Michael D. Moberly November 1, 2012
As reported by the AP last week, Dyson, a large UK-based firm, known most for its bag-less and ball mounted home vacuum cleaners, filed legal proceedings against Bosch, a German competitor.
The legal action accused Bosch of having illegally obtained Dyson secrets, i.e., ‘digital motor technology’ through the efforts of an ‘insider’ working in Dyson’s R&D unit for perhaps as long as two years, according to the AP report.
Dyson spokesperson characterized this insider as a ‘rogue engineer or mole’. On behalf of myself and numerous highly experienced (insider threat) colleagues, I’m confident we would all be hard pressed to suggest the term ‘rogue’ is an appropriate descriptor for such acts and/or behaviors. For us, ‘rogue’ implies a single or otherwise one-off experience, whereas we, based on sound research and personal experience are inclined to characterize insider threat(s), in which there is no shortage, as being persistent, globally asymmetric, generally sophisticated technologically and personally, and come embedded with numerous tangible – intangible (personal) motivators for doing what they do.

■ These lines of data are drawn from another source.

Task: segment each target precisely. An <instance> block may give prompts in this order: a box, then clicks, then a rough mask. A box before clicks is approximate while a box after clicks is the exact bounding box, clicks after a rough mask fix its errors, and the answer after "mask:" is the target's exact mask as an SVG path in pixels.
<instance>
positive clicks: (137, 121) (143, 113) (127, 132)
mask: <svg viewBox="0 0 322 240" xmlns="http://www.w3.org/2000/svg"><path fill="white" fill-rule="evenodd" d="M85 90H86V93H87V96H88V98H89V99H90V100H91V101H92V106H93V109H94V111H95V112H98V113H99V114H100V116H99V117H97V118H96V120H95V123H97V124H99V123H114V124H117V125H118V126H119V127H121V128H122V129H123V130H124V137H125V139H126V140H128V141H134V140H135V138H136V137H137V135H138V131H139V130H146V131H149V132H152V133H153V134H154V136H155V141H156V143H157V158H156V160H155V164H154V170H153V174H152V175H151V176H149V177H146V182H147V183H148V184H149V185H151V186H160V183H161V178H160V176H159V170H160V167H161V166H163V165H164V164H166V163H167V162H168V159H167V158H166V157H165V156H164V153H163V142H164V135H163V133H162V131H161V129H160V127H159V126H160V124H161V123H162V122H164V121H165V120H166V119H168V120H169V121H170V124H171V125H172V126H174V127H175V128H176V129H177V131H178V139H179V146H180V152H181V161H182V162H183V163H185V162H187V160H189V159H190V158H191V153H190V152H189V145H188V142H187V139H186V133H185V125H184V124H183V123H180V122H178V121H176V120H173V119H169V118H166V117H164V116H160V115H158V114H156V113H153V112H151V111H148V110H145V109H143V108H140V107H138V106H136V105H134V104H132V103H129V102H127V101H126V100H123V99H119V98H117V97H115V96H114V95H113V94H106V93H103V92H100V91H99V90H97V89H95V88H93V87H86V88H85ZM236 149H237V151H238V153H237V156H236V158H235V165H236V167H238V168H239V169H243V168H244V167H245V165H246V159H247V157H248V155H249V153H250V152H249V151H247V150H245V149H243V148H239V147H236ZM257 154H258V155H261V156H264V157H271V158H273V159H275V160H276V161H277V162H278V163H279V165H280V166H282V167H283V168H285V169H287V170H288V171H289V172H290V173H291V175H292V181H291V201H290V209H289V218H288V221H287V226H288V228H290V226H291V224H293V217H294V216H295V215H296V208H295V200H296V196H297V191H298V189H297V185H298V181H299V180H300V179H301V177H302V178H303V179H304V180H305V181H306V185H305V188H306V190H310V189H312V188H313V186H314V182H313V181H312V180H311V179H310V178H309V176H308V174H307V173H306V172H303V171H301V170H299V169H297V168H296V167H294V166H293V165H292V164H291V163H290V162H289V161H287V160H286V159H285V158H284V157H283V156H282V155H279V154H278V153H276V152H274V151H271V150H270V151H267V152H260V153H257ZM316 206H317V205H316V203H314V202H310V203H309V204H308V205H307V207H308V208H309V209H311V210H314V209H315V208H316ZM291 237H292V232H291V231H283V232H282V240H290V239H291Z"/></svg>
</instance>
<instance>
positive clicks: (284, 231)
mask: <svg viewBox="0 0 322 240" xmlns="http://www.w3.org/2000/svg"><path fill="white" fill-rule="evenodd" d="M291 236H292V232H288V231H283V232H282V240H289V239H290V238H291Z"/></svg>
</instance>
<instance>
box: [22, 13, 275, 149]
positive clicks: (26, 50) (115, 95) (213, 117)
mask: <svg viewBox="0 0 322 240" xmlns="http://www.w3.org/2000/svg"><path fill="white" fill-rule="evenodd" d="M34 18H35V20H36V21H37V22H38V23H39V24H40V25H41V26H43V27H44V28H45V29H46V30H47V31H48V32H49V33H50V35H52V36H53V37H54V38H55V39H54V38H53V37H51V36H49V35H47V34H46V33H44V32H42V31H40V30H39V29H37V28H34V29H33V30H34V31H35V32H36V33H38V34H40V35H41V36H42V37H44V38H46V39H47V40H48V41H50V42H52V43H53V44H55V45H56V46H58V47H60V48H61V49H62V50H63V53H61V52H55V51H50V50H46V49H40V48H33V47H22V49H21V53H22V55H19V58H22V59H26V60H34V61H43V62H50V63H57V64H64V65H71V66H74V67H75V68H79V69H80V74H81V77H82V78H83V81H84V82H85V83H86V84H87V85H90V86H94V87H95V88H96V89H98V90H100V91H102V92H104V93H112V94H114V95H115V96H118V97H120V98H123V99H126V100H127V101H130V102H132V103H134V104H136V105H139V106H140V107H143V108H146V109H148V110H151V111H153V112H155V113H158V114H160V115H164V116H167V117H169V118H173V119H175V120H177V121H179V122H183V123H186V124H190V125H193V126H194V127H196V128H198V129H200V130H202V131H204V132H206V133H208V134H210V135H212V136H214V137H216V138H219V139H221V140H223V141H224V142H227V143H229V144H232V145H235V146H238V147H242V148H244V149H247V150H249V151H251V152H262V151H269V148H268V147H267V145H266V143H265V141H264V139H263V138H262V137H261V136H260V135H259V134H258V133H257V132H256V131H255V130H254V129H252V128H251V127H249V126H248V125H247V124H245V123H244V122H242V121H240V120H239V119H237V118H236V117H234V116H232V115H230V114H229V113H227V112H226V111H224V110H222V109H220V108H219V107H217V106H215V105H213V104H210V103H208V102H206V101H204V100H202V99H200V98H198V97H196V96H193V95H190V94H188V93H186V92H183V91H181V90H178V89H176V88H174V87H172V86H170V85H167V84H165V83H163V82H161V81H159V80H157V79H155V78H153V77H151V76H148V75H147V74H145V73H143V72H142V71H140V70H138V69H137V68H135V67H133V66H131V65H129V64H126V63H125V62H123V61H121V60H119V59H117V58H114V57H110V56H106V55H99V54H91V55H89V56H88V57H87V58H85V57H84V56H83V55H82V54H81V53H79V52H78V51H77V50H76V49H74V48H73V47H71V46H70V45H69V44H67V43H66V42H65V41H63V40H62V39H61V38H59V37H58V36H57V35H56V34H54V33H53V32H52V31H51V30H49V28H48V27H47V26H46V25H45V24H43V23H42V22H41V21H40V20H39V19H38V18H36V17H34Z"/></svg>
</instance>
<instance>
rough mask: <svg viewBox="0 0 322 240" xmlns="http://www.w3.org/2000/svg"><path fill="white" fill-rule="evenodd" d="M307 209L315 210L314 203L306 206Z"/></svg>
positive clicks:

Interestingly, the AP reported, Dyson had confronted Bosch with evidence of the wrongdoing but Bosch…
- refused to return the alleged misappropriated (digital motor) technology, i.e., intellectual property, and
- failed to promise it would not to use the acquired know how or technology for its benefit, even though reports indicated Bosch had already benefitted.
These adverse responses from Bosch obviously left Dyson’s legal representatives – advisors with few reputation saving options, other than to take the legal action it did.
Is the term ‘mole’ an appropriate descriptor of insider threat today? To be sure it is! In the court filings, Dyson also alleged that Bosch paid this individual (aka the mole) through a separate (unincorporated) business that apparently had been created precisely for such purposes, which is, presumably to exploit – execute insider risks and threats, which it is further alleged, certain senior Bosch management were well aware.
Bosch disputed, or at least tried to mitigate some of the allegations, one of which pointed out that Dyson had employed this individual, i.e., the mole, with a preexisting consultancy agreement with Bosch Lawn and Garden Ltd. in relation to garden products, and not vacuum cleaners or hand dryers. Too, Bosch, expressed regret that Dyson had elected pursue legal action in this matter, saying it has been trying to establish what happened and what, if any, confidential information was supposedly passed and/or actually received.
Should Dyson’s allegations eventually be established (proven), it would be no great surprise to see some manner of economic settlement in advance of a trial.
Before finishing though, I hold a somewhat different view about what Dyson’s competitor was likely (actually) targeting in this instance, and it should not be simply described as intellectual property!.
As stated numerous times in this blog, I have worked, studied, and conducted much research on intangible assets relative to economic/industrial espionage in many different circumstances over the past 25+ years. A deep understanding (business appreciation) of global economic – competitive advantage adversaries, suggests any insider threat – risk equation should absolutely include an adversary’s ability to understand and/or replicate the intangible assets they frequently target and successfully acquire, i.e., the intellectual and structural capital and know how that’s embedded in any alleged misappropriated or stolen intellectual property.
After all, it is an economic fact – business reality that intangible assets today, comprise 65+% of most company’s value, sources of revenue, and building blocks for growth, sustainability, and profitability. It seems quite correct then to state with much conviction, that the intangible assets which are absolutely essential to achieving competitive advantages, building product/service quality, creating efficiencies, and achieving market position are what’s being targeted, not merely IP, other than, of course trade secrets.
There’s no question, companies – competitors engaged in using stolen intangibles, do so because they have, in most instances, an equally strong desire to compete globally and in the same market space as the rightful holder, owner, and/or developer of the valuable and competitive advantage driving intangible assets being targeted.
Know how (intellectual capital) can, to be sure, be classified as proprietary information or trade secrets (providing the holder consistently executes and meets the six requisites of trade secrecy). Either way, I can confidently report that companies would be well served if they identified and safeguarded the contributory value of the intangible assets that underlie all of their IP, because that’s what the adversaries need, want, and seek most!
So, to effectively mitigate insider risks-threats, the contributory value of intangible assets companies produce, should become a routinely visited, if not a permanent fixture on every company’s c-suite agenda!